When running a meta-analysis, you can either use a fixed effect assumption (that all variation between studies is just due to sampling error) and a random effect assumption (that studies differ in terms of their “true effects”.) Therapy treatments differ greatly, so you have to use a random effects model in this case. Then the prior you use for strong minds impact should have a variance that is the sum of the variance in the estimate of average therapy treatments effects AND the variance among different types of treatments effects, both numbers should be available from a random effects meta-analysis. I’m not quite sure what HLI did exactly to get their prior for strong minds here, but for some reason the variance on it seems WAY too low, and I suspect that they neglected the second type of variance that they should have gotten from a random effects meta-analysis.
Section 2.2.2 of their report is titled “Choosing a fixed or random effects model”. They discuss the points you make and clearly say that they use a random effects model.

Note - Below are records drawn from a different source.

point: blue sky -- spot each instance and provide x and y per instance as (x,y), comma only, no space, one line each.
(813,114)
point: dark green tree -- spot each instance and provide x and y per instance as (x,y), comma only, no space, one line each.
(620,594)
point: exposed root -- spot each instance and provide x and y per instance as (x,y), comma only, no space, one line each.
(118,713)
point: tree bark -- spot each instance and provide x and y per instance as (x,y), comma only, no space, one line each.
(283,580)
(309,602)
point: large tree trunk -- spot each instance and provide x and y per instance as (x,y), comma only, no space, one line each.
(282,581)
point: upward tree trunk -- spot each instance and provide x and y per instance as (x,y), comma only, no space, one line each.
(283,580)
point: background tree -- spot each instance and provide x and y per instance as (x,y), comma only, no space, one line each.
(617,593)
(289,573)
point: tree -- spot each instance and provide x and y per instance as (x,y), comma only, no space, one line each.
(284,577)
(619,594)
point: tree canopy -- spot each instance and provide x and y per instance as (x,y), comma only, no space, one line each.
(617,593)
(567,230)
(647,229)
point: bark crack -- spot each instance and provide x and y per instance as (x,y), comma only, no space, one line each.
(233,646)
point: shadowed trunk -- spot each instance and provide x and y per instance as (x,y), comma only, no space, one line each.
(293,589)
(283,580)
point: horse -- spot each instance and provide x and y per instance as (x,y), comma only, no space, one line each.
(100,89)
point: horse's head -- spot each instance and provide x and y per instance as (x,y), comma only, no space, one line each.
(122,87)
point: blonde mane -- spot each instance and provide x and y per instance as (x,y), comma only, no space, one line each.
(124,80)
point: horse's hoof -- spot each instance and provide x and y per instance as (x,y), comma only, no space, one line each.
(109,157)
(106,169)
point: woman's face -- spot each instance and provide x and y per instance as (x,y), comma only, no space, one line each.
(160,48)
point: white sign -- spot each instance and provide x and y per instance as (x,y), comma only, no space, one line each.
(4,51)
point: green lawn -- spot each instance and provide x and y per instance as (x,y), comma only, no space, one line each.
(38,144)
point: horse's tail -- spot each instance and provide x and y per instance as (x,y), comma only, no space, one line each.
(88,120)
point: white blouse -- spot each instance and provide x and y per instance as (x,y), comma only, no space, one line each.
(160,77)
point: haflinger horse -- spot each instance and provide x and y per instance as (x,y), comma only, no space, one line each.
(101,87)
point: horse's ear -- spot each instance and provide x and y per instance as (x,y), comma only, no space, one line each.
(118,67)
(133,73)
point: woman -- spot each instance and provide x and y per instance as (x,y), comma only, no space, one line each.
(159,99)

In section 2.2.3 they discuss the standard measures of heterogeneity they use. Section 2.2.4 discusses the specific 4-level random effects model they use and how they did model selection.
I reviewed a small section of the report prior to publication but none of these sections, and it only took me 5 minutes now to check what they did. I’d like the EA Forum to have a higher bar (as Gregory’s parent comment exemplifies) before throwing around easily checkable suspicions about what (very basic) mistakes might have been made.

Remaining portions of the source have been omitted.